The demonetisation of high currency notes of Rs 500 and 1000 on November 8, last has sent the rumour mills working overtime. But even voices from the Government corridors have been conflicting. Prime Minister Modi is heard to have said that Rs 500 and 1000 currency notes would appear in a new avatar. Now the Finance Minister Arun Jaitley has ruled out the possibility of reintroduction of Rs 1,000 note in the immediate future. The new Rs 2000 currency released in the ATMs on Tuesday created major problems for people having less than that amount in their bank accounts. Many wanting to withdraw Rs 500 or 1000 were seen walking away dejected since the 100 Rupee notes too were not being dispensed.

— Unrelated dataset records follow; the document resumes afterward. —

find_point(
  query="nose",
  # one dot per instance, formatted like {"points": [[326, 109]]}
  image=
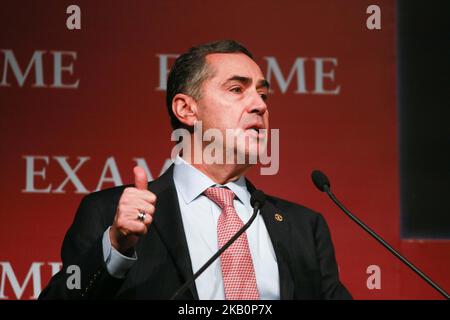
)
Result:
{"points": [[258, 105]]}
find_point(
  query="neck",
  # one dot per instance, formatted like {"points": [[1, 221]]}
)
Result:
{"points": [[222, 173]]}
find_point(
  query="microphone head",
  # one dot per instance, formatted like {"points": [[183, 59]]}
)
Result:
{"points": [[320, 180], [258, 197]]}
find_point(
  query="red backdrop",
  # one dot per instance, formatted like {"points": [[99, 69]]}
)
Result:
{"points": [[117, 112]]}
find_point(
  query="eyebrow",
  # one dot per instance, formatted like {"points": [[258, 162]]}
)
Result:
{"points": [[263, 83]]}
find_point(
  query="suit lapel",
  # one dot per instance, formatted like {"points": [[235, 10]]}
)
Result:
{"points": [[279, 227], [169, 226]]}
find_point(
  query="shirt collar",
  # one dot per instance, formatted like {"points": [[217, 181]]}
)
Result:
{"points": [[191, 182]]}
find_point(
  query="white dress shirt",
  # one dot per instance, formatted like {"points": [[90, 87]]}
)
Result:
{"points": [[200, 215]]}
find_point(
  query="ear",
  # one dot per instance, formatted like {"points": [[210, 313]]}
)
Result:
{"points": [[184, 108]]}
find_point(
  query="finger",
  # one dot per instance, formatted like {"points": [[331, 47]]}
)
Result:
{"points": [[146, 195], [140, 178], [141, 205]]}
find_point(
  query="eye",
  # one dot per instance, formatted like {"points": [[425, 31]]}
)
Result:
{"points": [[236, 89]]}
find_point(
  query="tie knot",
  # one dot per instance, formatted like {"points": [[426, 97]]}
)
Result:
{"points": [[223, 197]]}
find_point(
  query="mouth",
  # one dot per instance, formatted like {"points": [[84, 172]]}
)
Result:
{"points": [[254, 130]]}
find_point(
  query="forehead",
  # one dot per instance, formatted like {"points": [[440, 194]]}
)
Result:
{"points": [[225, 65]]}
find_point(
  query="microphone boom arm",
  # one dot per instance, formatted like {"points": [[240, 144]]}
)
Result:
{"points": [[385, 244]]}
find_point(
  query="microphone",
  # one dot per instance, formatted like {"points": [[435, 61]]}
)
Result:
{"points": [[322, 183], [257, 201]]}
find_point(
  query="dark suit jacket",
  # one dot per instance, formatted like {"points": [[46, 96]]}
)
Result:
{"points": [[301, 240]]}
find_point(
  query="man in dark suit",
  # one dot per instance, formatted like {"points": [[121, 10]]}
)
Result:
{"points": [[144, 241]]}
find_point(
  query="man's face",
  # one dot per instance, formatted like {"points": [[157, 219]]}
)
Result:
{"points": [[234, 97]]}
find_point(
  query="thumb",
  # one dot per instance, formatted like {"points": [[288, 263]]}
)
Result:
{"points": [[140, 178]]}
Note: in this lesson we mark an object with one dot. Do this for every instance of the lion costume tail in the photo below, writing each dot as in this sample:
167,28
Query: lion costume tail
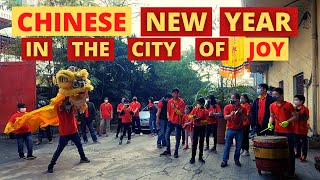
41,117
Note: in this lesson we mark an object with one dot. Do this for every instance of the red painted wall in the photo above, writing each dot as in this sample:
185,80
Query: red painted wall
17,85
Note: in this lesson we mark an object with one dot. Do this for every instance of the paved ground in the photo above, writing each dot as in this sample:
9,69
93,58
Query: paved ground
138,160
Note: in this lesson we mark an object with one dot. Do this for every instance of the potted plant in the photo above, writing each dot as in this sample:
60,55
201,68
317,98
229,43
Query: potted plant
317,162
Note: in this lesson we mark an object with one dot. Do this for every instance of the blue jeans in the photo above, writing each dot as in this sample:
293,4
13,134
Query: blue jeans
63,141
177,129
162,130
237,134
25,138
291,144
84,131
152,124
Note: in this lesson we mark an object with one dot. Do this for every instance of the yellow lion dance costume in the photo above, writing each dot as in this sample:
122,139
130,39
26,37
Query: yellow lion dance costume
72,83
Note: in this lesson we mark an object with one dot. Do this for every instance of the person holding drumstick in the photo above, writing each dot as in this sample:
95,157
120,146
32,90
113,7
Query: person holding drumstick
282,114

Meanwhile Government has lifted the withdrawal limits for farmers and families that have a wedding at hand and said they could withdraw up to Rs 2.50 lakh from their bank accounts after providing their PAN details and a self declaration. This is a great relief for people in North and Central India
The concession given to farmers who have taken crop loan or have kisan credit card can to withdraw Rs 25,000 per week is a also a welcome move taken after farmers presented their cases before the Finance Ministry officials. Also those who have got payments through RTGS or cheque deposit in KYC compliant bank account can withdraw an additional Rs 25,000 a week. This takes the total cash withdrawal limit for farmers from KYC compliant bank accounts to Rs 50,000 per week. Such concessions are fine for those who have bank accounts. But that is not the case in India.
There are many who support the demonetisation scheme and the cashless transactions propounded by the Government but such people are not aware that many millions of Indians do not yet have bank accounts. In Meghalaya, for instance, until a few years ago people hid their money in trunks and almirahs because they could not trust the banks. When the Modi Government announced the Jan Dhan Yojna in 2014 people tried to open accounts but many were turned away as they had no documents for KYC compliance which is compulsory. It will take a while to bring people under the ambit of banking. Until then the Government must try and understand the plight of those who do not have plastic cards to pay for goods and services. The assault on black money is welcome; the manner in which it is executed had left a bad taste in the mouth for thousands.